Náufrago salvadorenho conseguiu se comunicar graças a “Dora, a aventureira”

Vários elementos, incluindo o regime do náufrago e o fato de ele ter afirmado que não teve acesso a água doce, chamaram a atenção dos especialistas

O personagem "Dora, a aventureira", e seu cocriador, Chris Gifford em um evento em Paris, em 8 de novembro de 2010. Foto:Divulgação
O personagem “Dora, a aventureira”, e seu cocriador, Chris Gifford em um evento em Paris, em 8 de novembro de 2010. Foto:Divulgação

O náufrago salvadorenho José Salvador Alvarenga conseguiu explicar sua viagem às primeiras pessoas que encontrou nas Ilhas Marshall graças a algumas palavras de espanhol aprendidas pelos habitantes da ilha através da série de animação educativa “Dora, a aventureira”.

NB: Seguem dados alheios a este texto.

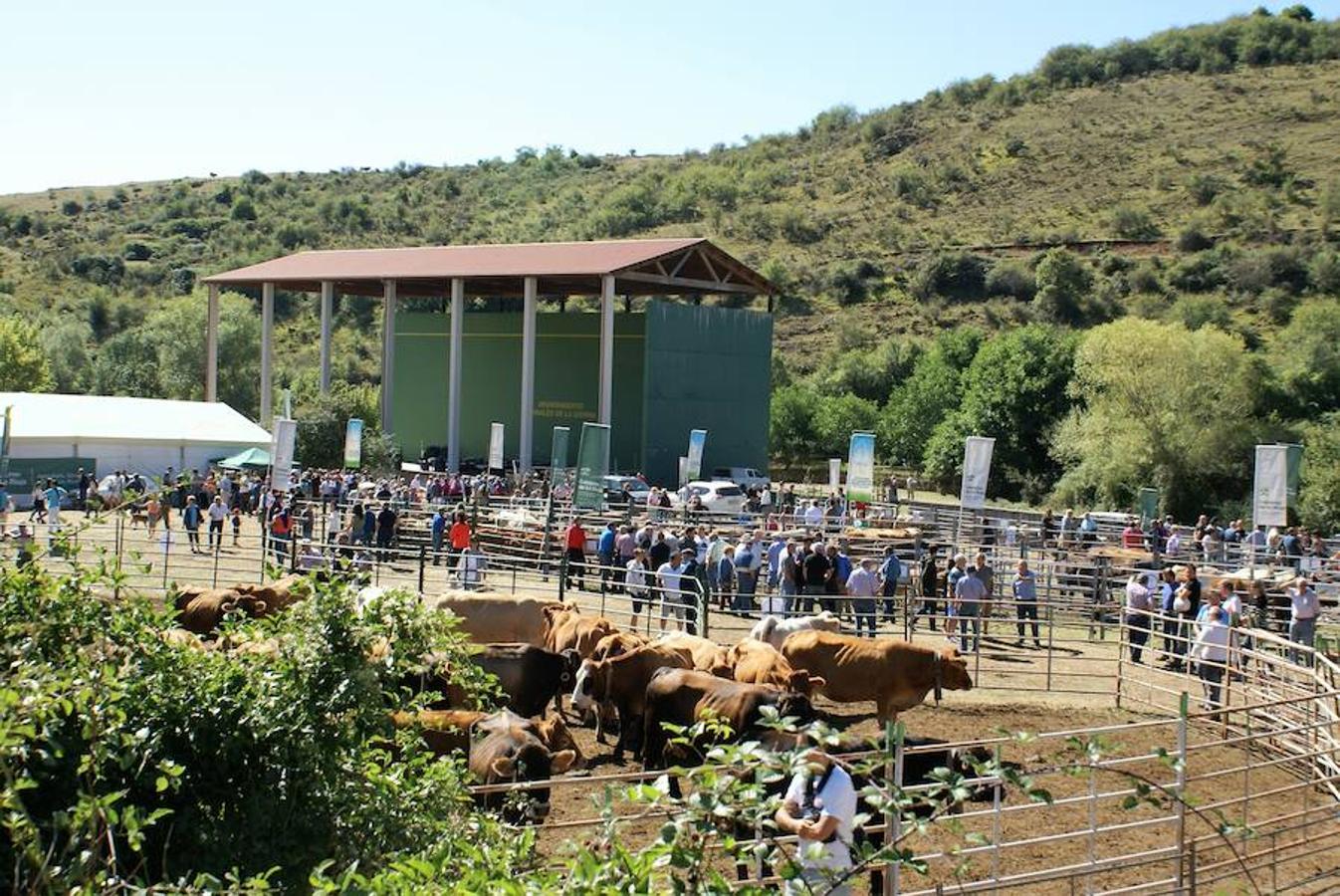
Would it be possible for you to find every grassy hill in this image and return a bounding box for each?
[0,7,1340,517]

Alvarenga chegou às ilhas há duas semanas, depois de ficar 13 meses à deriva no Oceano Pacífico. Depois de chegar em terra, na noite de 29 de janeiro, muito cansado, ele dormiu na areia.

Os dois únicos habitantes da região em que ele desembarcou, Amy Libokmeto e Russell Laijedrik, viram o náufrago seminu e com uma faca na mão.

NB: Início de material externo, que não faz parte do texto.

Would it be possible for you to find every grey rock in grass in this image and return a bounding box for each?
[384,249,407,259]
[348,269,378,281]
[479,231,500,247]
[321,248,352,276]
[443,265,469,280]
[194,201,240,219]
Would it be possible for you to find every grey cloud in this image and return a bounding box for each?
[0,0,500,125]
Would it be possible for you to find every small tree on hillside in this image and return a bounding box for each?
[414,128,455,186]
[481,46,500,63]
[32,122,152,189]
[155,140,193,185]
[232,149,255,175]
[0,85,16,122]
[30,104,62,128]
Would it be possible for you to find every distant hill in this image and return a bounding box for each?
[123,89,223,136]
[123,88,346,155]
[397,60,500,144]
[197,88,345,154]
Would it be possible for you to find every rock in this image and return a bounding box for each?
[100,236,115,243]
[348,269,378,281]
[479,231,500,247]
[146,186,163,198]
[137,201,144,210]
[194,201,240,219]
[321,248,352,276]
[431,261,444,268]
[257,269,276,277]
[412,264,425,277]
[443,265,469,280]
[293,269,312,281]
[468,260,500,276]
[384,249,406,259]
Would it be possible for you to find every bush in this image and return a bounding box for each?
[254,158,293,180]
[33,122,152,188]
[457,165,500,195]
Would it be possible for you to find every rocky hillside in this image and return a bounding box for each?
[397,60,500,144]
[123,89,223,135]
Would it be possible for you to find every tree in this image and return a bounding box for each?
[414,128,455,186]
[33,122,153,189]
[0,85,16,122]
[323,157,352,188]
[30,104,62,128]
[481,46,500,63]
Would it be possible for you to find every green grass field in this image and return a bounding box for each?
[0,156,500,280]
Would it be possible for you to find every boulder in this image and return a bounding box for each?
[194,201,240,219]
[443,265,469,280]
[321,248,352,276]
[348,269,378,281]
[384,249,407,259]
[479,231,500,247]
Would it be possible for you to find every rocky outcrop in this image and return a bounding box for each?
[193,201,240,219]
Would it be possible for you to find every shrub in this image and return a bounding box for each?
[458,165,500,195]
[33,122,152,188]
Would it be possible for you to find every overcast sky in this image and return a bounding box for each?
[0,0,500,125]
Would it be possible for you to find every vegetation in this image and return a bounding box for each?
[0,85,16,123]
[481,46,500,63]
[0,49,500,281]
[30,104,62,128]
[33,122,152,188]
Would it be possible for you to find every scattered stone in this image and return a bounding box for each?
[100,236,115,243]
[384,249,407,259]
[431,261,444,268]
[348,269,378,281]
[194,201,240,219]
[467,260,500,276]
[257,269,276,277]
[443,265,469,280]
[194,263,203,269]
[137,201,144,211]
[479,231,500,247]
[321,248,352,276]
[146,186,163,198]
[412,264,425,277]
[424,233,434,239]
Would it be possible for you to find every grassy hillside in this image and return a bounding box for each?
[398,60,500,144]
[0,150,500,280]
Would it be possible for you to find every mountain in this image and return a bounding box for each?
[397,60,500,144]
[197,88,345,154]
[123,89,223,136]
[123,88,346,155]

“Não ficamos com medo, mas estávamos surpresos”, contou Libokmeto, que acrescentou não entender nada que Alvarenga dizia.

Libokmeto e seu companheiro deram comida a Alvarenga e avisaram a prefeita do lugar sobre o náufrago. O filho da prefeita conhecia algumas palavras em espanhol porque aprendeu vendo com seus filhos o desenho “Dora, a aventureira”, que conta histórias ensinando outros idiomas.

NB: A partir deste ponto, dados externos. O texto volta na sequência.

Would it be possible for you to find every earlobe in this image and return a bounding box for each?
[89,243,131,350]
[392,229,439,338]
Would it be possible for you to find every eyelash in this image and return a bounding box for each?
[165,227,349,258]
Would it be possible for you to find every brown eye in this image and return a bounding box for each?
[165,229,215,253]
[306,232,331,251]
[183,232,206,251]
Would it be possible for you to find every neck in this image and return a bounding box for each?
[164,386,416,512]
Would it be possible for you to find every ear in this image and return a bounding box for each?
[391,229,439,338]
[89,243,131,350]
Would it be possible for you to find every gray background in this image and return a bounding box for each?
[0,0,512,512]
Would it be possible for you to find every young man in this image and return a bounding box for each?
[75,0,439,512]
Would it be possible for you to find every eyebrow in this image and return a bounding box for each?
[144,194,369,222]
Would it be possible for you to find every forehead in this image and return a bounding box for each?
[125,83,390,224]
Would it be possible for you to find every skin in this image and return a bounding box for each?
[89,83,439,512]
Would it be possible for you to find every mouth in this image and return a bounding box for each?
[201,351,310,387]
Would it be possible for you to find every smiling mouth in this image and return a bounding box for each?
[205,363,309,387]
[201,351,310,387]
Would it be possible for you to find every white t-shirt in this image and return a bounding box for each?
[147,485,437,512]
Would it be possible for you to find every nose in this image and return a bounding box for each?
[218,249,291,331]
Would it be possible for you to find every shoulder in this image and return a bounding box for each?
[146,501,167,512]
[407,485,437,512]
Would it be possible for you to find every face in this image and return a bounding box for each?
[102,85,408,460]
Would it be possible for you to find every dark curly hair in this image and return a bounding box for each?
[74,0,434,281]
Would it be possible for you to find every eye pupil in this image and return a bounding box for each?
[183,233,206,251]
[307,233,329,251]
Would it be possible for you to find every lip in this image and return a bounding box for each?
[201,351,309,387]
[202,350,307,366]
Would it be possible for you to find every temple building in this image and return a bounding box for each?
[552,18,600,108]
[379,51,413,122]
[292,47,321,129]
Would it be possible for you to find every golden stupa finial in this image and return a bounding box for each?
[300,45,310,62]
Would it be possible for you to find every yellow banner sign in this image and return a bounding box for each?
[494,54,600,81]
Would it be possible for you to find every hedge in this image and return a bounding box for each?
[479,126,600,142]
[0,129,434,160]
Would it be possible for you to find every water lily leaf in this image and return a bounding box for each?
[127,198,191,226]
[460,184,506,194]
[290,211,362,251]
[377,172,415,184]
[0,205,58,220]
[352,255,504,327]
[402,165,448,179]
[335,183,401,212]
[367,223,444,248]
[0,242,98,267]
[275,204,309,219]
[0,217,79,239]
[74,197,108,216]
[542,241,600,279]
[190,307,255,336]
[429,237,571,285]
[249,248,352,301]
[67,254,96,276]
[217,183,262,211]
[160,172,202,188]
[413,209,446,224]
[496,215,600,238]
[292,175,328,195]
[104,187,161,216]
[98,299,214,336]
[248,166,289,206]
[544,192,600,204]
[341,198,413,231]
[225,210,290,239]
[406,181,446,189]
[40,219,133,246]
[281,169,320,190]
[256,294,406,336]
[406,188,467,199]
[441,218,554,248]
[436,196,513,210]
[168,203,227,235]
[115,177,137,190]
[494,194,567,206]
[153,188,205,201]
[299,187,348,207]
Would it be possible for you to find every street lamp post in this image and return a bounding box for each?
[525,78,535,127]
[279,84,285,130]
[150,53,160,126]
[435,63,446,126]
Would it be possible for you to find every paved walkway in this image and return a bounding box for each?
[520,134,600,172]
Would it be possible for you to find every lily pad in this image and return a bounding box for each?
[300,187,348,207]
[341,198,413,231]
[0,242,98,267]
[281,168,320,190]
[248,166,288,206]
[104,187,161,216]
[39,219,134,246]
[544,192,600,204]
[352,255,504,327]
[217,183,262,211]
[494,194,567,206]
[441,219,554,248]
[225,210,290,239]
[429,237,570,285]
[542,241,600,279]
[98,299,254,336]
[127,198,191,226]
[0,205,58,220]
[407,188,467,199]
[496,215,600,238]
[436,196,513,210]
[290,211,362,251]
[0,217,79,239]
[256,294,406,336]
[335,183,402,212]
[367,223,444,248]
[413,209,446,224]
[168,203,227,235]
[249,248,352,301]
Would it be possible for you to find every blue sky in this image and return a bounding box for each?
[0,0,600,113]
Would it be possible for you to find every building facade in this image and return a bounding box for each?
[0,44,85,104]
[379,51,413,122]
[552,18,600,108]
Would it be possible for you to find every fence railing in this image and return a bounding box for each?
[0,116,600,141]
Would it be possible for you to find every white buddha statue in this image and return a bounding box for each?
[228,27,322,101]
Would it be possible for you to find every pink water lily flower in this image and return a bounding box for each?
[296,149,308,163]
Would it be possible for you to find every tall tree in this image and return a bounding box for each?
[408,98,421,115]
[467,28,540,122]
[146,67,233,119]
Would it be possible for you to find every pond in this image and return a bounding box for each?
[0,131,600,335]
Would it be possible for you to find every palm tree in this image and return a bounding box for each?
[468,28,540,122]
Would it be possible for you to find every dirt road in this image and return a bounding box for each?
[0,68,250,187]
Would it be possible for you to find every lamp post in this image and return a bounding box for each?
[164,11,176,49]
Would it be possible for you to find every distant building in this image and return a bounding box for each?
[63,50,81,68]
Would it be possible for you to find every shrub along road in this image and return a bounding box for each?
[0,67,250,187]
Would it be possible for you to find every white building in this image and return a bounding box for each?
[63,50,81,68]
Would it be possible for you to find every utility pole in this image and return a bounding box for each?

Foi assim que a história de Alvarenga começou a fazer sentido. As autoridades foram avisadas.

Alvarenga, que virou herói nacional e uma espécie de símbolo de esperança, disse ter saído para pescar tubarões na costa mexicana do Pacífico no fim de 2012, e apareceu em 30 de janeiro nas Ilhas Marshall, depois de percorrer 12.500 quilômetros.

Ele relatou que para sobreviver foi obrigado a comer aves, peixes e tartarugas durante 13 meses.

O companheiro de viagem, Ezequiel Córdoba, de 23 anos, morreu quatro meses após o início da navegação, segundo Alvarenga.

A história, no entanto, deixou céticos alguns especialistas em sobrevivência no mar.

“Estou desconfiado desta história por sua duração”, afirmou Jean-Yves Chauve, médico francês que trabalha em regatas, acostumado a aventuras extremas no mar, que diz que alguns elementos da história o fazem duvidar de sua veracidade.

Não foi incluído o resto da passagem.